In most FDG PET/CT studies, imaging is performed 50–60 min after FDG injection; however, the uptake of FDG in malignancies is expected to increase over 1.5-5 h [13]. In theory, images obtained 2–3 h after FDG injection should show improved contrast between tumor and normal tissues or benign processes, because uptake is increased in the tumor and decreased in the normal background [14].

Kubota et al. reported that most malignant lesions, including primary lung cancer, mediastinal LN metastasis, and lymphoma, showed higher FDG uptake at 2 h than at 1 h after injection of FDG, while normal tissue, including lung and mediastinum, and benign lesions, except for sarcoidosis, showed lower uptake at 2 h than 1 h after injection, and that a delayed FDG PET scan provided better sensitivity than an early scan [5]. Nishiyama et al. also evaluated the diagnostic performance of DTP PET/CT for the diagnosis of LN metastasis in patients with NSCLC. They reported that DTP PET showed better (although not statistically significant) specificity, positive predictive value, and accuracy than early or delayed PET alone for LN staging in NSCLC [6]. Other studies also have described the advantages of DTP PET/CT for the evaluation of mediastinal LN metastasis [7, 8]. The present study demonstrated similar results, showing that SUVdelayed is more accurate than SUVearly in staging LN metastasis for NSCLC patients. However, RI was less accurate than SUVearly and SUVdelayed.

On the contrary, several studies reported that, at 1 h after FDG injection, STP PET/CT was sufficient for evaluating mediastinal LN metastasis [911]. In these studies, SUVdelayed showed comparable or superior diagnostic performances to SUVearly. However, SUVdelayed was not considered a useful variable to detect LN metastasis for the following reasons: (1) DTP PET/CT requires additional efforts, such as undergoing one more scan and longer waiting times for the patients [11]. (2) Although DTP PET/CT improves the differentiation between metastatic and benign LNs compared with STP PET/CT, a biopsy procedure is still required for accurate assessment of LN status [10]. However, if the diagnostic performance of DTP PET/CT in staging LN metastasis for NSCLC patients is superior to STP PET/CT, this could compensate for the aforementioned concerns.

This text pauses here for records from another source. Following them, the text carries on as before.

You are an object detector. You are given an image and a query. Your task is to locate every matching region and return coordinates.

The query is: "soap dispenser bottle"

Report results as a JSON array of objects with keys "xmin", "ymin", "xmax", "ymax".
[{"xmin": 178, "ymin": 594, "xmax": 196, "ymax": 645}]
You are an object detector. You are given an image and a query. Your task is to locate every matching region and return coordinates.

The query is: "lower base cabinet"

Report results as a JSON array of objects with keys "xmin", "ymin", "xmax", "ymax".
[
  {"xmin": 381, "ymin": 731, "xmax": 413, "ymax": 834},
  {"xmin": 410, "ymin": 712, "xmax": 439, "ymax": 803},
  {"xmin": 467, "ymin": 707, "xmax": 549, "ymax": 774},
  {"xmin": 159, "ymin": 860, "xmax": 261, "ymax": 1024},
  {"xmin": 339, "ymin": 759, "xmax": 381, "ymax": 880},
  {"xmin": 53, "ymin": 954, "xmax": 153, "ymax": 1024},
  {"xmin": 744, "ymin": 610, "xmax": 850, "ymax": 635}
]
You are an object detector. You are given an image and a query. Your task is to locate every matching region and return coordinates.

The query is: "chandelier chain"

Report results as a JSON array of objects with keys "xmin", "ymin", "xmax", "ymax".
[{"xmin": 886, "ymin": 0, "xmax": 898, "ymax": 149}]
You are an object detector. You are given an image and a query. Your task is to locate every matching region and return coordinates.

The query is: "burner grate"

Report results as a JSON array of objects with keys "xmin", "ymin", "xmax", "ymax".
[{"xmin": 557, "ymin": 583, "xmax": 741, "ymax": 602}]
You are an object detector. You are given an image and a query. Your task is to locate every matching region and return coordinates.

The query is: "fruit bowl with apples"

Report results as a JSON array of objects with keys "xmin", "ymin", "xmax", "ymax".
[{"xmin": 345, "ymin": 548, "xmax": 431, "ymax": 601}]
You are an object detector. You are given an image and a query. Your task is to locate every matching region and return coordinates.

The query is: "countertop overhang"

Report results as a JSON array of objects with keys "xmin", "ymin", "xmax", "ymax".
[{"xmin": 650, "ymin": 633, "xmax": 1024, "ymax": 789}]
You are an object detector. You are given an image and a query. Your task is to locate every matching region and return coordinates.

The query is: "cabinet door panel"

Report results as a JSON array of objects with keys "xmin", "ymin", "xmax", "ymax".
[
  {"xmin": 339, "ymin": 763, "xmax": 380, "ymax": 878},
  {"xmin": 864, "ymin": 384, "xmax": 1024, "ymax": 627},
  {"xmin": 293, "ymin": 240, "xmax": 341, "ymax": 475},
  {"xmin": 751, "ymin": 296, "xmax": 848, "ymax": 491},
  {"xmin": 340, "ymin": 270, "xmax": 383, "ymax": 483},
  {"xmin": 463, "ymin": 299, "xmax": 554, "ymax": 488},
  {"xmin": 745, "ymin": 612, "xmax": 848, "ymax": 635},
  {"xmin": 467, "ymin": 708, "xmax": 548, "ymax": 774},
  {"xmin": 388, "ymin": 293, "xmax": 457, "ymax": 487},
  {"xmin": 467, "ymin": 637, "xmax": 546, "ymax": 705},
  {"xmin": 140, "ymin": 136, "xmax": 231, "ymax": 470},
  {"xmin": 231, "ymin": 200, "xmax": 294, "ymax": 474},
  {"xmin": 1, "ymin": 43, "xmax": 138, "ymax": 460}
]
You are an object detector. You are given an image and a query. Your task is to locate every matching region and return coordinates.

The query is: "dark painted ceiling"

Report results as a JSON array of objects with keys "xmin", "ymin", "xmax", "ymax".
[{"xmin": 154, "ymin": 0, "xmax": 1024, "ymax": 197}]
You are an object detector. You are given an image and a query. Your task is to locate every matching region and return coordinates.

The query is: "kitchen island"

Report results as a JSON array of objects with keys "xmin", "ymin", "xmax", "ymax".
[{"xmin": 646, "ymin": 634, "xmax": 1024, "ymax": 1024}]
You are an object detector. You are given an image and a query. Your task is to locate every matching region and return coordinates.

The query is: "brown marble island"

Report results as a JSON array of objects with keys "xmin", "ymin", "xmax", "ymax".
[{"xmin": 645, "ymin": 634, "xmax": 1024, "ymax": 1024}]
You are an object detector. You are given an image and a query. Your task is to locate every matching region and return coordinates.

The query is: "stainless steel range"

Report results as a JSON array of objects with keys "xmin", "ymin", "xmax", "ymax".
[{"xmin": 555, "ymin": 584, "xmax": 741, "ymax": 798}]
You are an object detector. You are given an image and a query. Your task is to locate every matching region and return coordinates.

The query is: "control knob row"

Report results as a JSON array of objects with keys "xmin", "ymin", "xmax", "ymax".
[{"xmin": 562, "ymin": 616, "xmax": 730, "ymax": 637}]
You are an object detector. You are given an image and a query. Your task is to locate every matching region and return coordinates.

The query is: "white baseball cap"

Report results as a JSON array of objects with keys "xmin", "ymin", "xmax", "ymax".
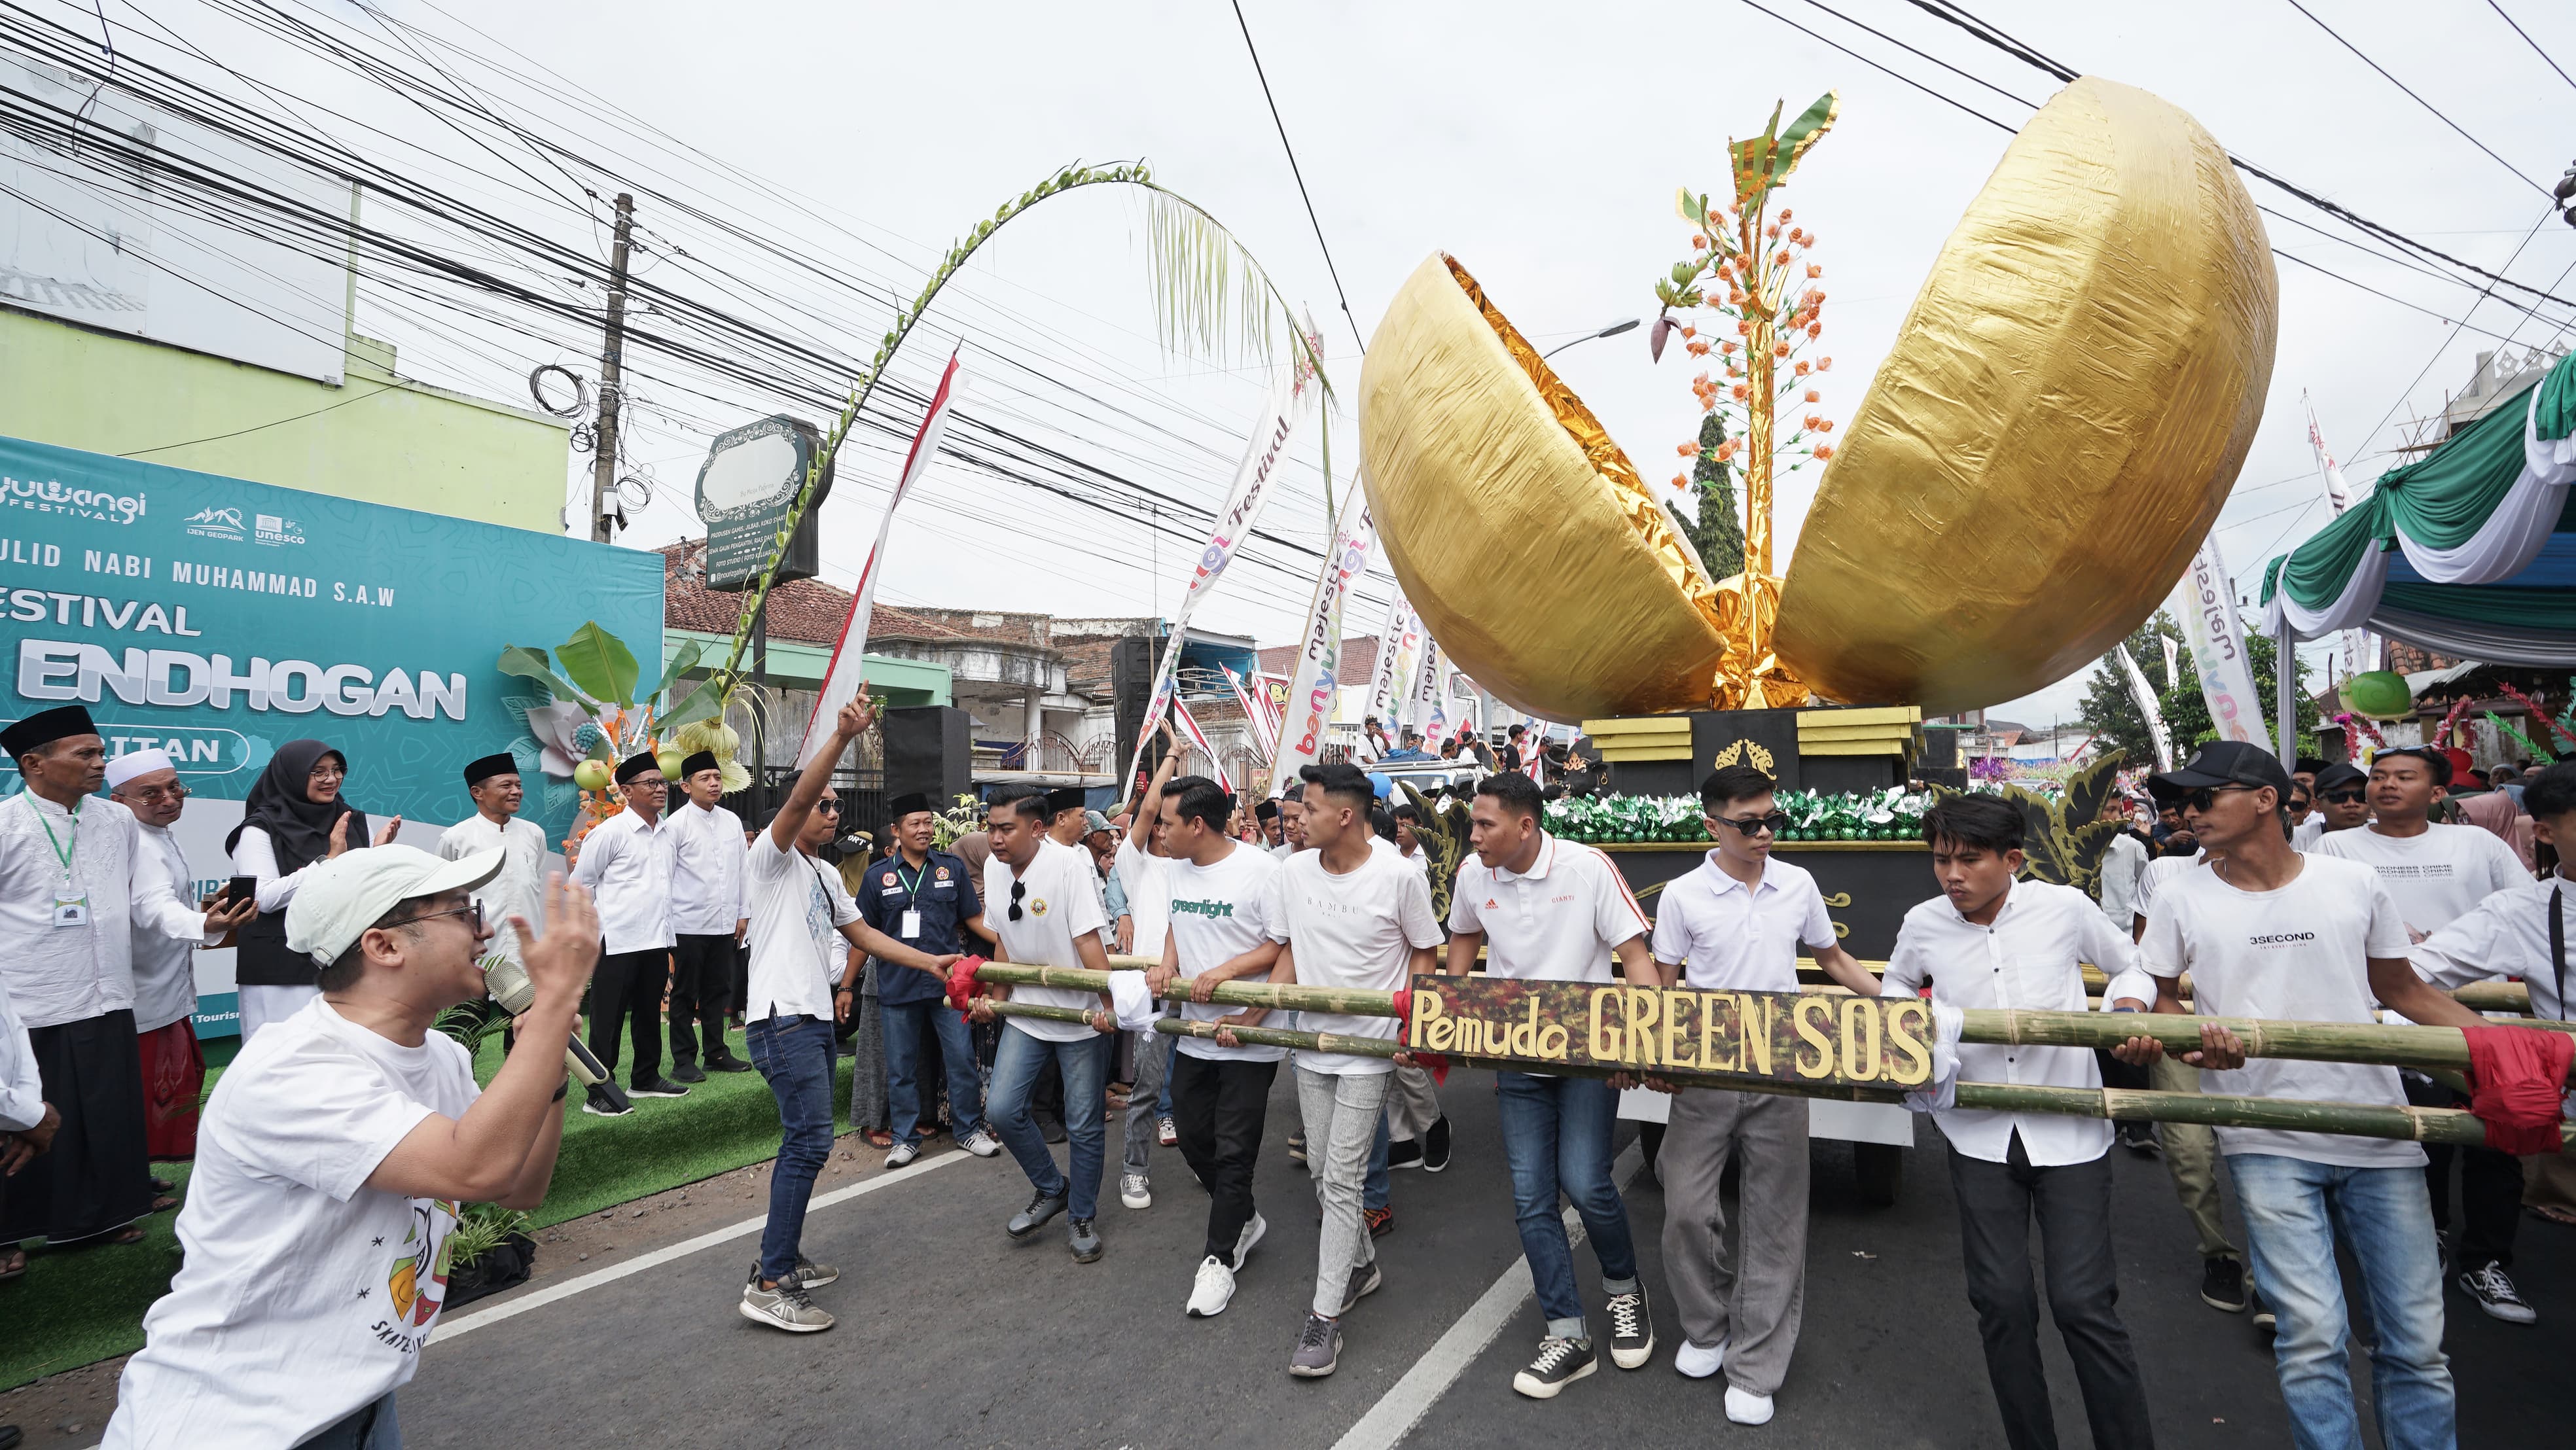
[{"xmin": 285, "ymin": 844, "xmax": 505, "ymax": 967}]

A large meta-analysis reported that the average sensitivity and specificity for LN staging were approximately 85 % and 90 %, respectively [15]. The present study showed comparable sensitivity (84.7 %). The improved diagnostic accuracy of SUVdelayed compared to that of SUVearly was mainly caused by increased sensitivity (from 75.1 % to 84.7 %). Because of the increased uptake by tumors along with a decreased normal background, the malignant lesions area is more easily detected with delayed PET imaging [5]. In the present study, significantly higher SUVdelayed in metastatic LNs and reduced blood pool activity of mediastinum with time may make it easier to recognize small metastatic LNs.

However, the specificity was relatively low (76.3 %). The lower specificity may be related to inflammatory conditions in the lung, such as pulmonary tuberculosis. Our previous study had showed that benign LNs also showed increased FDG uptake in delayed PET/CT imaging [16].

Our study had several limitations. First, LNs were not always evaluated histopathologically. However, our pilot study, which only included histopathologically evaluated LN, showed similar results. Second, cutoff values of SUVearly, SUVdelayed, and RI were obtained from patients from a single institution, and this might not be useful for other institutions.

In the present study, comparing the diagnostic efficacy of SUVearly, SUVdelayed, and RI for LN staging in patients with NSCLC, SUVdelayed was the most accurate variable for LN staging. DTP PET/CT could provide improved diagnostic accuracy for the LN staging of NSCLC.

Acknowledgements

This work was supported by the National Research Foundation of Korea (NRF) grant funded by the Korea government (MEST) (no. 2011–0018362).

Conflict of Interest Statement

We declare that we have no conflict of interest.